Situasi ini memanas ketika suporter Persija berusaha mencari tahu sumber suara. Mereka berang ketika mengetahui bahwa suara petasan berasal dari pendukung tim lawan, yang pada akhirnya memicu kericuhan di lokasi tersebut.
Reaksi dan Tindakan dari Aparat Keamanan
Menurut keterangannya, kericuhan sempat dilerai oleh pihak kepolisian dan sejumlah petugas masyarakat yang hadir.
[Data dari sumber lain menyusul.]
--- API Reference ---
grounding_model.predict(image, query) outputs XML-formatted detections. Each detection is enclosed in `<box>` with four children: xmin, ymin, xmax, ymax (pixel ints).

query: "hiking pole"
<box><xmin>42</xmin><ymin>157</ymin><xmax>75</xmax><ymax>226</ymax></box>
Akan tetapi, situasi kembali memanas ketika lebih banyak suporter Persija datang ke lokasi insiden.
Lebih kurang 100 orang suporter Persija muncul dan situasi semakin tegang. Perlawanan dari pendukung Persib pun muncul, dan tindakan saling lempar terjadi antara kedua belah pihak, menyebabkan kekacauan di area tersebut.
Tim kepolisian dengan cepat merespons dan bekerja untuk menanggulangi bentrokan yang berlangsung. Kapolsek Bojongsari, Kompol Fauzan Thohari, turut mengawasi situasi dan mengambil langkah untuk meredakan ketegangan.
Rivalitas yang Berpotensi Berbahaya
Rivalitas antara dua klub ini memang memiliki akar sejarah yang dalam, tetapi ada risiko besar jika tidak dikelola dengan baik. Normanya adalah sepakbola seharusnya menjadi sarana hiburan, tetapi fanatisme yang berlebihan dapat mengakibatkan kerusakan fisik dan psikologis bagi individu maupun komunitas.
Penting bagi suporter untuk menyadari batasan dalam menunjukkan dukungan mereka. Mereka harus mampu mengekspresikan cinta terhadap tim tanpa melibatkan tindakan kekerasan.
Berbagai langkah pencegahan harus diambil untuk menghindari insiden serupa di masa mendatang, termasuk pendekatan edukasi dan promosi penghargaan di antara para penggemar sepakbola.